Padahal agama dan moral adalah merupakan salah satu pengontrol terhadap tingkah laku di dunia ini. Kelakuan remaja berbeda dengan apa yang diharapkan oleh kita. Seperti contoh minum-minuman keras, narkoba, pergaulan bebas, dan lain sebagainya. Pergaulan bebas seakan-akan menjadi kebiasaan para remaja pada saat ini sehingga ke mana pun terikat oleh pergaulan bebas itu sendiri. Nah, di sini peran agama sangat perlu, begitu juga peran dari orang tua.

1.2  Rumusan Masalah
1.2.1        Mengapa pada era globalisasi ini para remaja mengalami dekadensi moral?
1.2.2        Bagaimana cara untuk mengatasi kenakalan remaja tersebut?
1.2.3        Bagaimana peran agama dan moral dalam menghadapi perkembangan remaja?

1.3  Tujuan Makalah
1.3.1        Untuk dapat mengidentifikasi fenomena-fenomena yang terjadi di kalangan remaja!
1.3.2        Agar dapat mengatasi dan menghindari dari kenakalan remaja!
1.3.3        Untuk mengetahui peran agama dan moral terhadap perkembangan remaja!


BAB II
PEMBAHASAN
2.1 Perkembangan Moral
2.1.1 Pengertian Moral
Istilah moral berasal dari kata Latin "mos" (Moris), yang berarti adat istiadat, kebiasaan, peraturan/niali-nilai atau tata cara kehidupan. Sedangkan moralitas merupakan kemauan untuk menerima dan melakukan peraturan, nilai-nilai atau prinsip-prinsip moral.[1]
Purwadarminto mengatakan dalam bukunya Dra. Enung Fatimah, M.M, bahwa yang dimaksud dengan moral adalah ajaran tentang baik buruk suatu perbuatan dan kelakuan, akhlak, kewajiban, dan lain sebagainya. Dengan demikian, bahwa moral berkaitan dengan kemampuan seseorang untuk dapat membedakan antara perbuatan baik dan buruk atau benar dan salah.[2]
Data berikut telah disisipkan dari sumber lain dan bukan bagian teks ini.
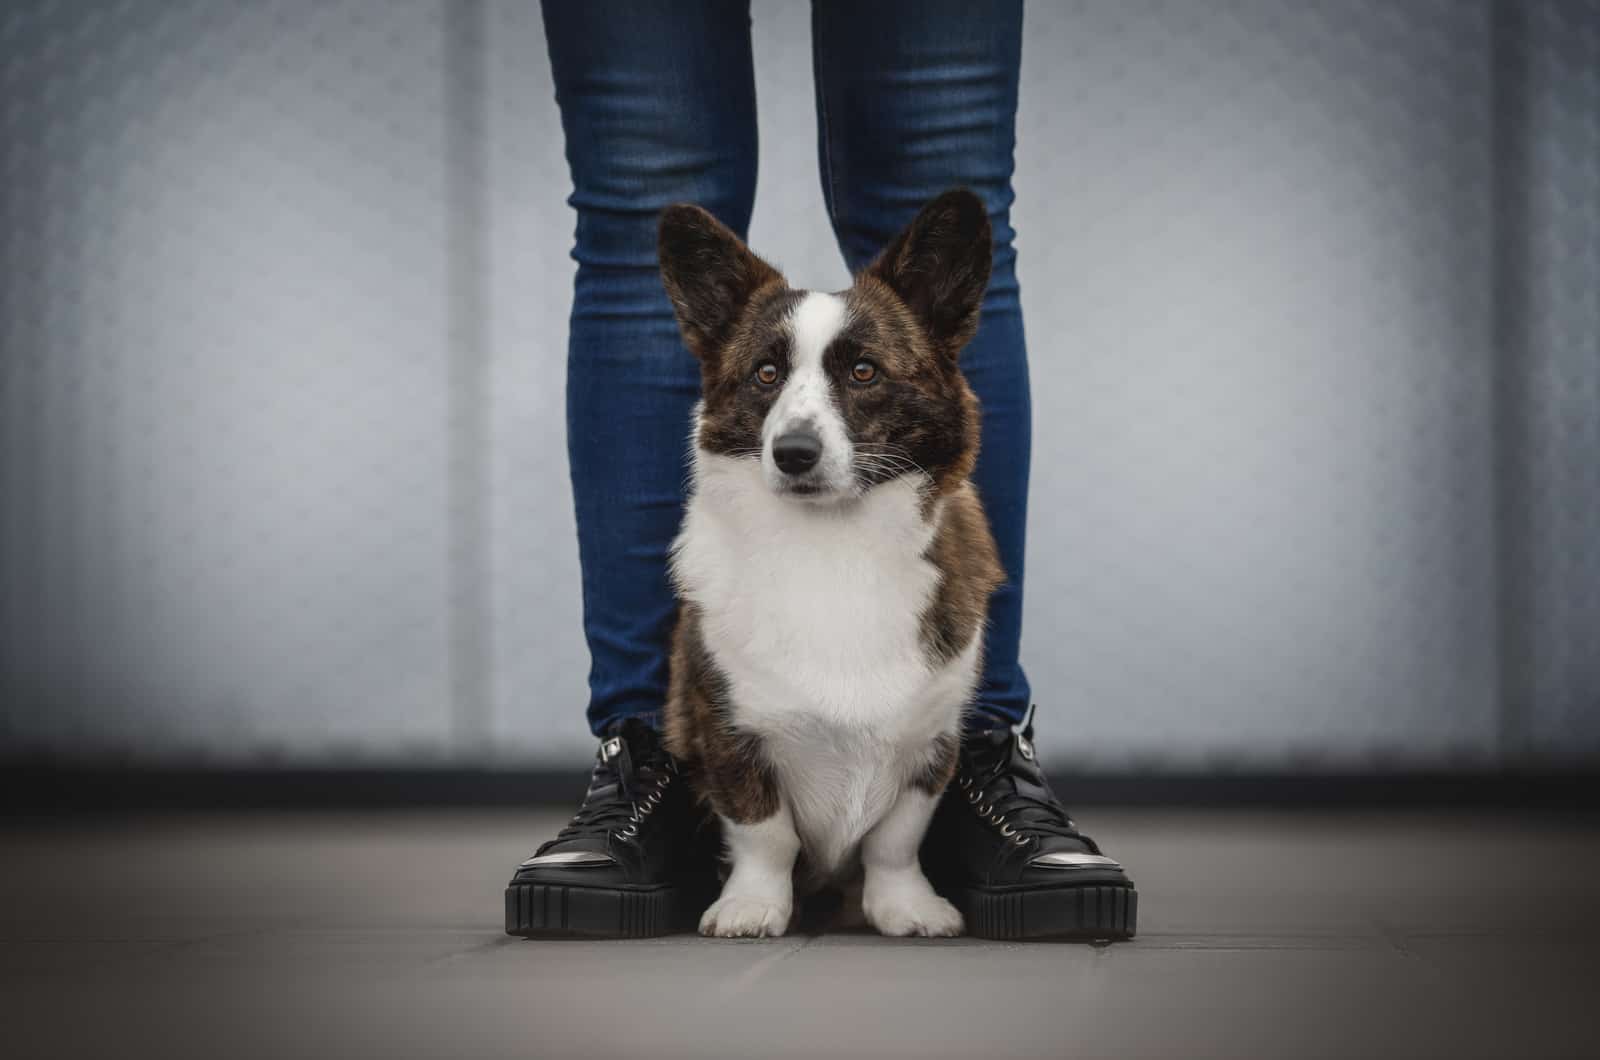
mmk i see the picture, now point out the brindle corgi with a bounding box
[658,189,1003,937]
Pendapat lain dalam bukunya Aliah B. Purwakania Hasan yang mengatakan bahwa moral adalah sebagai kapasitas untuk membedakan yang benar dan salah atau baik dan buruk, bertindak atas perbedaan tersebut dan mendapat penghargaan diri ketika melakukan yang benar dan merasa bersalah atau malu ketika melanggar standar tersebut.[3]
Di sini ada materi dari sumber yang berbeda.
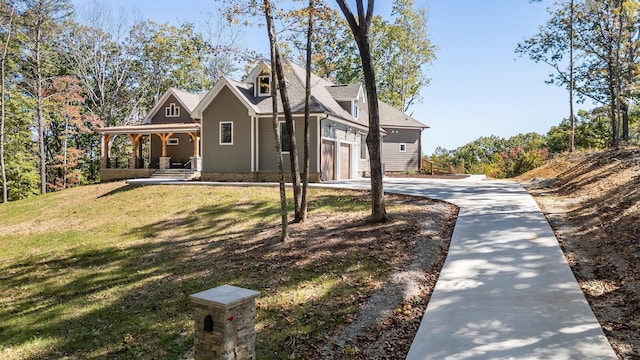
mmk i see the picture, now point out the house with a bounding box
[98,61,429,182]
Dari definisi-definisi di atas dapat diambil benang merahnya bahwa moral adalah perubahan tingkah laku yang dapat membedakan mana yang baik dan buruk. Dengan demikian, bahwa apabila anak mempunyai moral yang baik maka anak tersebut akan disanjung, dihormati. Sebaliknya, apabila anak yang mempunyai perilaku yang buruk maka anak tersebut akan menjadi bahan pembicaraan orang-orang yang ada di sekitarnya.
Perilaku yang baik sangat menentukan perilaku anak itu sendiri, begitu juga sebaliknya. Dalam artian, bahwa orang yang melakukan perbuatan yang baik akan mendapatkan kebaikan, begitu juga orang yang melakukan perbuatan-perbuatan yang jelek akan mendapatkan kejelekan pula. Seperti contoh orang yang memberikan pertolongan pada orang lain dan sewaktu-waktu orang tersebut membutuhkan pertolongan, maka orang-orang yang ada di sekitarnya akan menolongnya.
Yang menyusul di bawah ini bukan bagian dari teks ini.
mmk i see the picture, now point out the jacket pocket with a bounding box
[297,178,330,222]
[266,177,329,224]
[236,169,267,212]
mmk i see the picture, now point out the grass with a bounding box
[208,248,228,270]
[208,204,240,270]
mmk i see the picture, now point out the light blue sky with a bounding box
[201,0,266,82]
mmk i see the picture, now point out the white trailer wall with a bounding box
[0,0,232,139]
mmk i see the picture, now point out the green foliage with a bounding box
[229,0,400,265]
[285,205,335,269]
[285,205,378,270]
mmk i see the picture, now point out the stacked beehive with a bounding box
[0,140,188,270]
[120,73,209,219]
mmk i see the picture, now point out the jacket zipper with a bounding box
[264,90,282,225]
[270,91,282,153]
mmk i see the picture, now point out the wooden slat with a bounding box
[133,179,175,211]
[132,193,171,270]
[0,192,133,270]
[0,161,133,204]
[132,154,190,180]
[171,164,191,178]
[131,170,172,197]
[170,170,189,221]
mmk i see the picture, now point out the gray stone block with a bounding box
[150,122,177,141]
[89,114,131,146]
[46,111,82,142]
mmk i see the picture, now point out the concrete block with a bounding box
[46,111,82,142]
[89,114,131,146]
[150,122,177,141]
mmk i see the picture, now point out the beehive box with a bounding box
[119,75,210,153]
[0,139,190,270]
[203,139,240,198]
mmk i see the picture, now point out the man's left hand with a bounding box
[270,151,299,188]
2.1.2 Komponen-komponen Moral
Dalam moral itu sendiri terdapat beberapa komponen-komponen yang satu dengan yang lainnya saling berkaitan. Adapun komponen-komponen tersebut adalah; (1) Afektif atau emosional, (2) Kognitif, (3) Perilaku atau motorik.
Dalam komponen afektif atau emosional terdapat berbagai jenis perasaan seperti perasaan bersalah atau malu, perhatian terhadap perasaan orang lain, dan lain sebagainya yang meliputi tindakan benar dan salah yang memotivasi pemikiran dan tindakan moral.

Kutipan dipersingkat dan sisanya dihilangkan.